| 1. If you're sending a portion of your monthly wages as a remittance to your family, spending a dollar[1] isn't too much. 2. A smart contract allows decentralised organisations to function, with democratic voting and transparency. (That's not appropriate or necessary for every organisation, but it can be an improvement on one person hosting a server and saying "Trust me"). If there's a bug in the contract, you have to vote to change the contract. Traditional contracts, businesses, and even countries fail all the time, but we haven't give up on them as concepts. 3. For a concrete use-case, I offer the example of blockchain technology being used to make the fishing industry supply chain more transparent.[3] It's true that someone could enter fake information onto the blockchain, but they could also fake signatures on paperwork, so a system can still be useful even if it doesn't prevent all possible attacks. 4. If the ledger isn't trustless, then someone is controlling it, so your identities aren't really decentralised. 5. There are better currencies than BTC if transaction costs are the main concern. The equivalent number for BCH is half a cent.[5] [1] https://bitinfocharts.com/comparison/bitcoin-transactionfees... [3] https://www.reutersevents.com/sustainability/using-blockchai... [5] https://bitinfocharts.com/comparison/bitcoin%20cash-transact... |
A smart contract is neither smart, nor a contract. It's a program, written in an esoteric language, and running in the world's most inefficient VM.
It's so bad and overcomplicated that "smart contract" authors themselves routinely make mistakes in code equivalent to the most basic of actual contracts. And since there's no avenue of recourse, these mistakes are irreversible.
"Smart contracts" also require the user to pay for any meaningful action.
As for "transparency", there's no transparency when something is enforced by code very few can read and understand (compared to actual contracts that can be read by humans).
As for "democracy", there's nothing democratic about "who has the most money has the most votes".

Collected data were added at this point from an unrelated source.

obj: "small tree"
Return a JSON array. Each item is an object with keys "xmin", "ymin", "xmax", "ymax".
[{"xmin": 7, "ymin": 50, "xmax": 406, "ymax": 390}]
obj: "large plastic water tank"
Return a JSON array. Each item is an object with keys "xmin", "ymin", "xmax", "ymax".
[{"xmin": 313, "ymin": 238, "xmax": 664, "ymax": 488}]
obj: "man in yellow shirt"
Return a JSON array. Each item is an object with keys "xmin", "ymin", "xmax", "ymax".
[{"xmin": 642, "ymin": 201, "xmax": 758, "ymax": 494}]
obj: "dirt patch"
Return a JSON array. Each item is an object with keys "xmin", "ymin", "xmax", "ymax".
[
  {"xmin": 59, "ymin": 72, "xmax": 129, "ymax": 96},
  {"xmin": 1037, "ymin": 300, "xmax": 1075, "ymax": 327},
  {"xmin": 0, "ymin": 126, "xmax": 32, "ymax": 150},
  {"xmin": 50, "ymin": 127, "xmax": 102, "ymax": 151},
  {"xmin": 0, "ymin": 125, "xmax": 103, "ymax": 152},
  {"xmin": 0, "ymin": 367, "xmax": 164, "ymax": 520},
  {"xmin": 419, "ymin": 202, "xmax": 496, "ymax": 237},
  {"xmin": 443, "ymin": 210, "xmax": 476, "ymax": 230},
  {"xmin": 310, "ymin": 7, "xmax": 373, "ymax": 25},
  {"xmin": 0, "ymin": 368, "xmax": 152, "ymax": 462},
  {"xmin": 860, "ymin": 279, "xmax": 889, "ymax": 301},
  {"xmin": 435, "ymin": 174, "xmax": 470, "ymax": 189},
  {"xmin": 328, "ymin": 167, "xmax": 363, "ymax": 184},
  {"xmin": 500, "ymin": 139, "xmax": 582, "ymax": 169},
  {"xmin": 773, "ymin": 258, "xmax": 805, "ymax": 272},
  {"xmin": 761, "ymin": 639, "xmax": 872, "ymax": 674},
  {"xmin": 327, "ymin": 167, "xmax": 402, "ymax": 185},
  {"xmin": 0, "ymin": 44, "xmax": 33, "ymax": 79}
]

> Traditional contracts, businesses, and even countries fail all the time, but we haven't give up on them as concepts
Because we have thousands of years of history teaching us how to deal with those, and guess what, we've come up with multiple things like:
- regulations
- contract clauses dealing with failure
- avenues of recourse
- various methods of enforcement
Crypto bros pretend that these things are unnecessary, but then immediately turn to courts to sue scammers, or cry in cryptoforums when a "smart contract" bug wipes their wallets out.